La puissance du groupe entraîne l’effacement de l’autre singulier. L’investissement du groupe comme puissance le voue au clivage et à l’idéalisation. A l’objet idéalisé correspond un objet mauvais qu’il convient de projeter et de détruire. Le processus psychique qui instaure la puissance du groupe est ainsi l’idéalisation. Les pouvoirs dans les groupes visent à obtenir : des satisfactions, des besoins et des accomplissements de désirs spécifiques, des différenciations fonctionnelles, la prise en compte de la réalité interne et externe (par modification interne et/ou modification du milieu), l’assignation à chacun d’une place et d’une fonction. R. Kaës suggère que :

‘« L’organisation du pouvoir dans un groupe procède de l’effort pour introduire une différenciation défensive et constructive dans l’archigroupe ; ainsi, un pouvoir particulier est toujours susceptible de se métaphoriser en idole. »186

Le leader incarne et représente l’objet idéalisé personnalisé, il est, selon R. Kaës, la tête-chef. D’autres fonctionneront comme membres et comme corps. L’idéologie représentée par l’idée capitale peut tenir lieu de chef. Elle a le pouvoir de soumettre tous ses adhérents y compris le chef. Quiconque viendrait attaquer l’idéal serait aussitôt exclu. L’histoire nous a montré que la foule brûle ce qu’elle a adoré. Pour peu que le leader se montre simplement humain, donc mortel, il ne lui est pas pardonné d’être vulnérable. Le processus ne tarde pas à s’inverser, et de porteur d’idéal du Moi, il devient bouc émissaire, objet d’identification projective, cible de la haine. E. Enriquez dans « Le travail de la mort dans les institutions » remarque que l’institution est alors placée sous la menace constante de l’apparition d’un fanatisme de groupe. Il constate la fréquence de la focalisation de la vie affective et inconsciente de la communauté sur les individus les plus bizarres, les plus dangereux, les plus délirants :

‘« Une institution peut, étant entraînée dans cette voie redoutable, se « stabiliser » sur un fonctionnement névrosé ou psychotique devenu la « culture » à laquelle chacun appartient, l’idéal commun.
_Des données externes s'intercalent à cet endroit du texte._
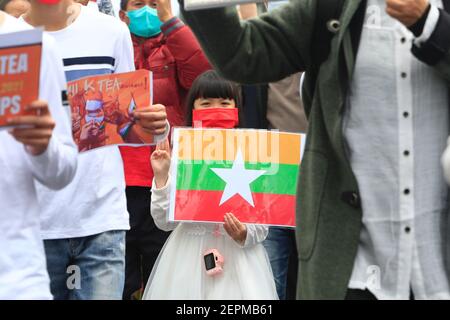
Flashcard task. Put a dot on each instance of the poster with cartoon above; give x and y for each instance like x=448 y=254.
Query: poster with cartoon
x=20 y=64
x=103 y=106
Elle atteindra les divers membres de l’institution au plus intime d’eux-mêmes et augmentera la cohésion mortifère et paradoxalement « morcelante » de l’ensemble. »187
Notes
177.

ANZIEU D., Le groupe et l’inconscient, p. 180. (6)

178.

FREUD S., Psychologie des masses et analyse du moi, p. 129. (46)

179.

Réalité psychique et souffrance dans les institutions, op. cit., p. 22. (87)

180.

Réalité psychique et souffrance dans les institutions, op. cit., p.170. (87)

181.

BION W-R, Recherche sur les petits groupes, p. 100. (19)

182.

Ibidem, p. 130. (19)

183.

KAES R., L’archigroupe. (91)

184.

Ibidem, p. 208. (91)

185.

Ibidem, p. 209. (91)

186.

L’archigroupe, op. cit., p. 214. (91)

187.

ENRIQUEZ E., Le travail de la mort dans les institutions, p. 90. (35)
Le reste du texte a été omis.